1. Introdução
O estudo da toponímia permite aceder a dimensões materiais e simbólicas da história urbana, revelando traços de práticas quotidianas, redes de sociabilidade e formas de poder. No Porto, o topónimo "Cruz das Regateiras", associado à freguesia de Paranhos, testemunha a centralidade das mulheres populares na estrutura económica da cidade e os mecanismos de regulação fiscal e simbólica a que estavam sujeitas.
Planta de 1855
2. As regateiras e o circuito de abastecimento
As regateiras constituíam uma figura-tipo do Porto oitocentista, reconhecíveis pela sua presença diária nos caminhos entre as hortas periféricas e os centros de venda urbanos. Desempenhavam funções de abastecimento de géneros alimentares — hortaliças, frutas, ovos, flores —, que transportavam em açafates, muitas vezes ao longo de longas distâncias, desde freguesias como Paranhos ou Ramalde até à cidade baixa e à Ribeira(1).

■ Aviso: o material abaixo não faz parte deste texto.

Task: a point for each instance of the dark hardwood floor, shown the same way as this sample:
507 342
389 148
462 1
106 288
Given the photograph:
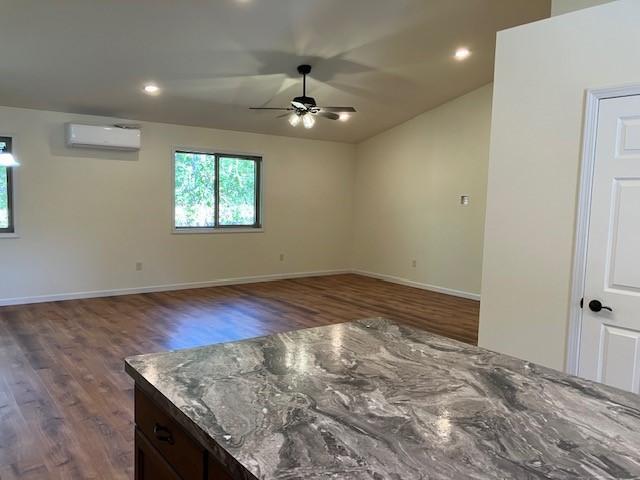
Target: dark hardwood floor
66 406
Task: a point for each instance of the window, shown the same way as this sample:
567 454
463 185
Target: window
214 191
6 191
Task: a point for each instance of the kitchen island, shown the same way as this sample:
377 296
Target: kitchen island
374 400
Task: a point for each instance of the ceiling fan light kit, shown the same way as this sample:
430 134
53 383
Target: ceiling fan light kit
305 108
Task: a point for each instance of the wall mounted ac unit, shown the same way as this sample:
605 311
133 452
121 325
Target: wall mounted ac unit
112 137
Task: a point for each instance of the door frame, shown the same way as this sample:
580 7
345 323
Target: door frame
587 163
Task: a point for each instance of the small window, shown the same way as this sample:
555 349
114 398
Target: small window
215 191
6 191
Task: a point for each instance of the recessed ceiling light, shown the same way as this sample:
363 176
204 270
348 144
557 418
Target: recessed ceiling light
462 53
151 89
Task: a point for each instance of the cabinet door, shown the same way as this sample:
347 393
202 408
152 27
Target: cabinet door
149 463
217 471
173 443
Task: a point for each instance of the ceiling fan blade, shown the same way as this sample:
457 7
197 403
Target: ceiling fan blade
338 109
270 108
329 115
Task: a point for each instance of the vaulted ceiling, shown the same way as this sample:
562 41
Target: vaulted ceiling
391 59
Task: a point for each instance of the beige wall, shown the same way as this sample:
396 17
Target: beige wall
408 184
558 7
85 217
542 71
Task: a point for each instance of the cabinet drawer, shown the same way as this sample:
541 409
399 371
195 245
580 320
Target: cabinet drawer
149 464
184 455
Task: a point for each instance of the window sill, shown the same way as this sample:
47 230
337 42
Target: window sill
214 231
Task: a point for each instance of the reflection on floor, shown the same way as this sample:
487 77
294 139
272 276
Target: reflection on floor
66 406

O seu trabalho era regulamentado por normas fiscais municipais que impunham a apresentação das mercadorias nos chamados postos de verificação camarária. Um desses postos situava-se junto ao cruzeiro da Cruz das Regateiras, onde as vendedoras deviam mostrar o conteúdo dos açafates aos fiscais e pagar o imposto correspondente (2). Este mecanismo permitia ao município controlar o comércio ambulante e assegurar receita, mas também operava como dispositivo de vigilância e de classificação social.
3. Um espaço de sacralidade e sociabilidade popular
O termo “Cruz” refere-se a um antigo cruzeiro de pedra, marco religioso comum nas freguesias periurbanas, que funcionava como ponto de referência, paragem e oração para as regateiras. Este cruzeiro foi mais tarde transferido, não para o adro da Igreja Paroquial de São Veríssimo de Paranhos, conforme ainda hoje é citado, mas, segundo o Padre Manuel Martins, pároco da freguesia, está devidamente preservado nas instalações anexas à Igreja Paroquial(3).

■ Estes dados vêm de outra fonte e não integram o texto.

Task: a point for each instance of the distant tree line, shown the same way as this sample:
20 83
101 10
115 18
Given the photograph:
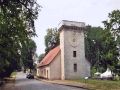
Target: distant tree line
102 45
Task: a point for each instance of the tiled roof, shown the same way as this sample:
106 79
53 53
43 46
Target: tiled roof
50 56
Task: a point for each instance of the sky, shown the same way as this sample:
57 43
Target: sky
92 12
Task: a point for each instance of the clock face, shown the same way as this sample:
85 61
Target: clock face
73 39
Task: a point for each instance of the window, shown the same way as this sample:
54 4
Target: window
75 67
74 53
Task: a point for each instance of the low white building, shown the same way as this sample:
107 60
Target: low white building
67 61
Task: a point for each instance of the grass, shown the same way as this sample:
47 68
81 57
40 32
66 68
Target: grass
100 84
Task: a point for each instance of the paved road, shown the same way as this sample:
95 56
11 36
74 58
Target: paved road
31 84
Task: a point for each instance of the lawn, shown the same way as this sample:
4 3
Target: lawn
101 84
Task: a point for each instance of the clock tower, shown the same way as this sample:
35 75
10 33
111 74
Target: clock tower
73 62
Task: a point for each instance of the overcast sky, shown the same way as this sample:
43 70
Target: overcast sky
92 12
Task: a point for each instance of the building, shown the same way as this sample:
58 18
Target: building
67 61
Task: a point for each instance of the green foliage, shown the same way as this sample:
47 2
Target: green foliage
51 39
101 49
41 57
16 27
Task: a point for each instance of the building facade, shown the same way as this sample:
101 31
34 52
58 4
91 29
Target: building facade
70 61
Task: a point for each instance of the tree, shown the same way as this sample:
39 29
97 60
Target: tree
51 39
101 48
41 57
16 27
113 25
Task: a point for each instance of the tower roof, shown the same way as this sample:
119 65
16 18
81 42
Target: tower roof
71 24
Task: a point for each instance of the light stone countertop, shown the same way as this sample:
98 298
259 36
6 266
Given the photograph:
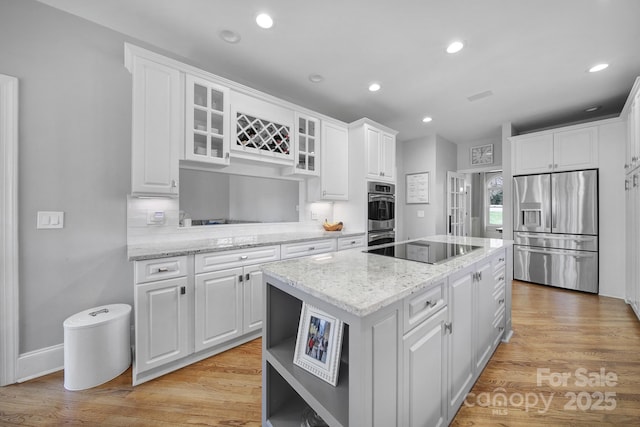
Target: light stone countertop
362 283
194 245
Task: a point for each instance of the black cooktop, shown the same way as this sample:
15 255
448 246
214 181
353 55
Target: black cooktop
424 251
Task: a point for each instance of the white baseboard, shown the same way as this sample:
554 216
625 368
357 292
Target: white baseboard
40 362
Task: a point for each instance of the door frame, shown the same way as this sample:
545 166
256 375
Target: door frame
9 266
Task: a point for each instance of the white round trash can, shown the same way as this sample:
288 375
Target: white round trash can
97 346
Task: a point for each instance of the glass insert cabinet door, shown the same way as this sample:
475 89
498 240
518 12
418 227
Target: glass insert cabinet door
307 145
207 128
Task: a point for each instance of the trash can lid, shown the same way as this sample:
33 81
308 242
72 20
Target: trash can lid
96 316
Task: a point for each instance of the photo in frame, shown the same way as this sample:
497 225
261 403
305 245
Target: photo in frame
482 155
319 343
417 187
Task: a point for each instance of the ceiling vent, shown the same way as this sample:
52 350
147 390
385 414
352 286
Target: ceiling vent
480 95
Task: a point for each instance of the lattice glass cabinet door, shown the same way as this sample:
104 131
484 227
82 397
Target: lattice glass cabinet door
207 122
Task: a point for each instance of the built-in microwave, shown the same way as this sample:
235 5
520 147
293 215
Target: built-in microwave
381 206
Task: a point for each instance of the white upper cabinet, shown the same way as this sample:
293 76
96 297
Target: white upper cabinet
261 130
561 150
306 146
333 183
380 149
206 121
631 112
156 127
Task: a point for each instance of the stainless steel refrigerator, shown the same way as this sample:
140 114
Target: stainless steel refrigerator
556 229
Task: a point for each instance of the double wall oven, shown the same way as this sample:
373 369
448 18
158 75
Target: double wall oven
381 220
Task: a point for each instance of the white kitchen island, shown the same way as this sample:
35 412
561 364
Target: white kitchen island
416 335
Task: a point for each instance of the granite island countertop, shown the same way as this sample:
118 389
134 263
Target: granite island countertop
194 244
362 283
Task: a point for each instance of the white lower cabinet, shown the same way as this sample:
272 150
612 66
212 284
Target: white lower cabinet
295 250
425 372
218 307
161 320
461 366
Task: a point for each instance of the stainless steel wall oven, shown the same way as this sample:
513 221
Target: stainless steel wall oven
381 215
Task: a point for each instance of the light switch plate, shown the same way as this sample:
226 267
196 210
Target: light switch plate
50 219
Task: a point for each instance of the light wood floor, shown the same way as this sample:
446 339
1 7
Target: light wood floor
554 330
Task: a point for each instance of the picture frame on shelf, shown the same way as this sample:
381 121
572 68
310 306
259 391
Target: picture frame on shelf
319 343
482 154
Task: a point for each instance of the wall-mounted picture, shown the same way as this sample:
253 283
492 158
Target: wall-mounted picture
318 344
482 155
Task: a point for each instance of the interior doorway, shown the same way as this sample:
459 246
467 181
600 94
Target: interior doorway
456 204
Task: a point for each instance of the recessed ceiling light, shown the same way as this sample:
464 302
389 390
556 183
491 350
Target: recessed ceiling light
455 47
264 21
229 36
598 67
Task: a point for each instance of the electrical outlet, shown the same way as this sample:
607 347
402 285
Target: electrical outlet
155 217
50 219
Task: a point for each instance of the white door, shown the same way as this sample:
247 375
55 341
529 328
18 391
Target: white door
461 368
218 307
161 320
425 373
456 204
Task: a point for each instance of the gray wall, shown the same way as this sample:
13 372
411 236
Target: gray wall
204 195
74 151
435 155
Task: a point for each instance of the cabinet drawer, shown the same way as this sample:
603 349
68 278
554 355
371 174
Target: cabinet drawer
350 242
160 269
214 261
498 261
422 305
294 250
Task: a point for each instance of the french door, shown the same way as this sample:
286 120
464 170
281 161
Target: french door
456 204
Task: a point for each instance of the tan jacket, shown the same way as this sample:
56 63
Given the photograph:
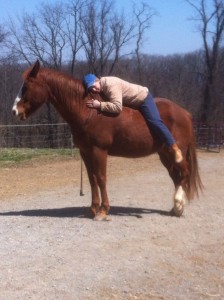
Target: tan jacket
120 92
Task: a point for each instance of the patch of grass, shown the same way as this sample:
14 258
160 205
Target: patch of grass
12 156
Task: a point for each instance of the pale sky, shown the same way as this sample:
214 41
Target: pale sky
171 31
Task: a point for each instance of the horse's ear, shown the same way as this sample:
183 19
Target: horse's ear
35 69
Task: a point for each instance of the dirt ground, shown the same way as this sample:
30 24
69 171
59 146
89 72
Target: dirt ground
50 250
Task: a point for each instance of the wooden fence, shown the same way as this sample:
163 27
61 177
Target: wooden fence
208 136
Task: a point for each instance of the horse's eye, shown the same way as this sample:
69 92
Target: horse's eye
24 88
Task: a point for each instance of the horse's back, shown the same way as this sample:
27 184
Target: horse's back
128 135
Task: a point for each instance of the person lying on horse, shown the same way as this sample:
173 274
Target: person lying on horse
118 92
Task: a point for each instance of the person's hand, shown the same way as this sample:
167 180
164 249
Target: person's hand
93 103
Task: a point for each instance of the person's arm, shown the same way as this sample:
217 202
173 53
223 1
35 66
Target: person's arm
114 105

Próximo do cruzeiro existia uma capela votiva, cuja padieira ostentava a inscrição: "Obra da caridade: ano de 1732". No seu interior havia capelas laterais e referências devocionais como "Entrada para beijar o Senhor morto". Durante o mês de agosto realizava-se no local uma festa em honra de Nossa Senhora das Dores, animada por arraiais com cantares, danças, foguetório e comidas tradicionais (4). Estes elementos evidenciam a articulação entre fé, trabalho e festa, típica das culturas populares urbanas e rurais do Antigo Regime e do liberalismo oitocentista.
A tradição oral local indica que a Cruz das Regateiras era um ponto de paragem para descanso e oração. As regateiras faziam ali uma pausa, pedindo protecção para o percurso e força para o trabalho. A cruz teria assim uma função devocional, mas também prática — marcava uma etapa da dura rotina diária destas mulheres.

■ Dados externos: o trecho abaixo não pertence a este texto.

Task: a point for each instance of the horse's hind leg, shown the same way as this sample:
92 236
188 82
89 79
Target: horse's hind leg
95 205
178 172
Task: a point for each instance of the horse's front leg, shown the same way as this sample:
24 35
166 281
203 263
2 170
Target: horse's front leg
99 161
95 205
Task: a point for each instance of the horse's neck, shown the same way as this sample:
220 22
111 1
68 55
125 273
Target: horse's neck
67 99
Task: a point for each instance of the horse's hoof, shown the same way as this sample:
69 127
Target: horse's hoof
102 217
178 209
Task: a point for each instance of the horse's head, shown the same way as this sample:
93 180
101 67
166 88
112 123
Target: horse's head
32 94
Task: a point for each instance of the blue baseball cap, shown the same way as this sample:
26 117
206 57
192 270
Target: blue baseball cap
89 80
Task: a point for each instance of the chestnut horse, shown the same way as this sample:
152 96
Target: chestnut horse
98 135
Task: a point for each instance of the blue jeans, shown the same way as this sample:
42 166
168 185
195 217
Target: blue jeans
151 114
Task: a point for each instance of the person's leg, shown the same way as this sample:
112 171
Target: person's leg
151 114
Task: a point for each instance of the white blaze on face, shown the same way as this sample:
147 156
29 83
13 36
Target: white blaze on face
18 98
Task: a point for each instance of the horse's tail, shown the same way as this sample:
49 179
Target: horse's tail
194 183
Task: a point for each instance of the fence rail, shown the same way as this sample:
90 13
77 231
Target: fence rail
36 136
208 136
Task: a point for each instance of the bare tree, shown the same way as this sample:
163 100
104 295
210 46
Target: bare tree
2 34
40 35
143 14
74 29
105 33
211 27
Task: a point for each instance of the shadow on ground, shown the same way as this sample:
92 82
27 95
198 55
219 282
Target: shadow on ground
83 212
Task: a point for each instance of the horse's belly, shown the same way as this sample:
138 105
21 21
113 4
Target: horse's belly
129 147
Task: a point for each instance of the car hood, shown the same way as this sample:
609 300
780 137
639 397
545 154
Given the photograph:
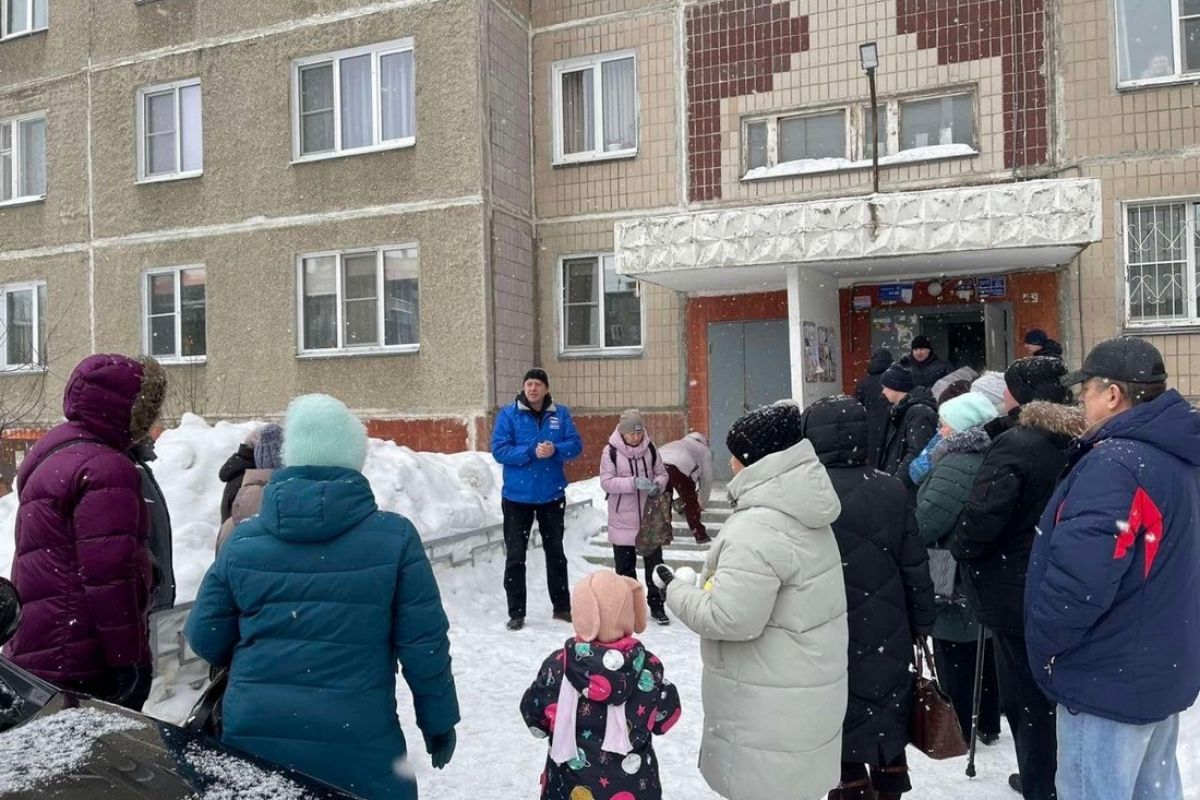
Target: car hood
79 749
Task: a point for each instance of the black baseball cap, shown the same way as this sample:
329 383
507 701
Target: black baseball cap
1125 358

Em meados do século XIX, o lugar da Cruz das Regateiras passou a ser designado como Largo de 25 de Março, evocando um episódio da Guerra Civil Portuguesa. A 25 de março de 1833, travou-se nesse local um confronto entre tropas miguelistas e milícias liberais lideradas por José Joaquim Pacheco, conhecido como Coronel Pacheco, que viria a morrer mais tarde noutro combate, junto à Areosa (5).
Esta alteração toponímica revela o processo de substituição da memória social e feminina por uma memória política e militar masculina, mais consentânea com os projetos de construção do Estado liberal. A substituição do nome “das regateiras” reflete uma dinâmica frequente de marginalização dos sujeitos populares nos discursos oficiais da cidade.
5. Conclusão
A Cruz das Regateiras constitui um caso emblemático da forma como o espaço urbano inscreve (e apaga) memórias sociais. A sua história reúne elementos de trabalho feminino, religiosidade popular, fiscalização municipal e identidade territorial. A análise toponímica e patrimonial deste sítio permite recuperar a centralidade das mulheres na economia urbana e evidenciar as tensões entre a memória oficial e as práticas quotidianas.
A preservação da memória da Cruz das Regateiras, hoje limitada ao cruzeiro e ao nome residual da Rua da Cruz, representa um desafio e uma oportunidade para a revalorização do património imaterial e social da cidade do Porto.